A board support package (BSP) is a collection of boot parameters, and some
basic drivers built into the OS that enable the operating system to run in a
on a set of hardware, and load additional drivers.

(this may seem obvious to everyone else but i finally know what that
TLA means :wink:

I'm getting started on my project a bit late in the game (only found out
about this whole GSoC thing about a week ago), but I'll have a proposal in
with the rest by Friday.

Broadly, what I'd be doing is:

*Finding critical drivers and rewriting them to work with RTEMS on bootup.
*Tweaking the RTEMS boot parameters to match any tricky issues with the
OMAP/beagleboard.
*Adding 'non-critical' drivers to RTEMS that can be loaded after bootup,
such as network, usb, maybe the dvi.

Sounds broadly about right.

I have one question for you: Where would be the best place to find drivers
for the devices on the beagleboard?

What sort of OSs have they been written for? (linux, BSD?) (I think RTEMS
is BSD-like, but I need to do some more research)

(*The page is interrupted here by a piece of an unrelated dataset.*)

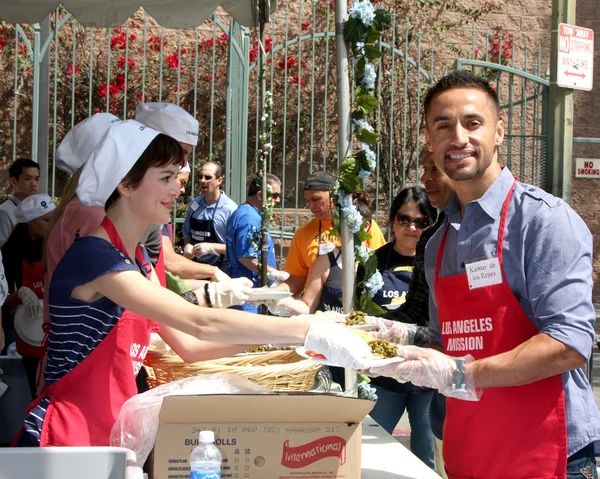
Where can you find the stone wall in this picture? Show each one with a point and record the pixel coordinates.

Well that is really part of your application ;-). Both to come up
with the ideas and show that you're able to find solutions -
particularly in light of all the various licensing issues. Obviously
ensure it is acceptable to RTEMS.

But ... to aid you on that path since asking questions on lists in one
way to do it ... AFAIK most of the beagle-specific stuff is done in
Linux, and mostly GPL2 only, which may not may not be friendly to
RTEMS (i thought it was bsd too, but the main license page says gpl2
or later). IMHO the abstractions used within linux used to support a
myriad of devices makes it quite difficult to use as a reference, but
YMMV. Bootloaders have some basic drivers too which may be easier to
navigate.

You probably have just enough time to go do some research, at least
enough to demonstrate you're capable.

Also, advice and feedback on where I seem to be going with my project would
be nice. Is this something that you think would be valuable to the
beagle-board community? My main contact so far has been Joel Sherrill
(Maintainer of RTEMS). Is anyone with beagleboard driver experience
interested in mentoring me on this? (Joel or another RTEMS community member
would co-mentor me, and I'll be submitting my application to both RTEMS and
BeagleBoard).

Sounds interesting to me, although for me it is 100% hobby and have
had no experience with RTEMS. (not sure how the hardware thing goes
if you're accepted via RTEMS too).

I guess the main thing is convincing everyone you're able to do the
work. And setting realistic goals that can be achieved in the time
allotted. Since RTEMS already supports ARM you'll hopefully be able
to focus on the OMAP specific stuff (but arm is a big family, so even
basics like the interrupt controller might be different). I guess
you'll be tight for time but just flesh out the broad strokes above
based on what you can find out. Although it shouldn't be a priority
(all other things considered), `management features' like video or
sound are always nice.

Being able to demonstrate a working dev environment is important.
e.g. at least getting a version of rtems running in a simulator or
emulator (the RTEMS guys probably have such a requirement anyway).

Can't think of much else. Good luck.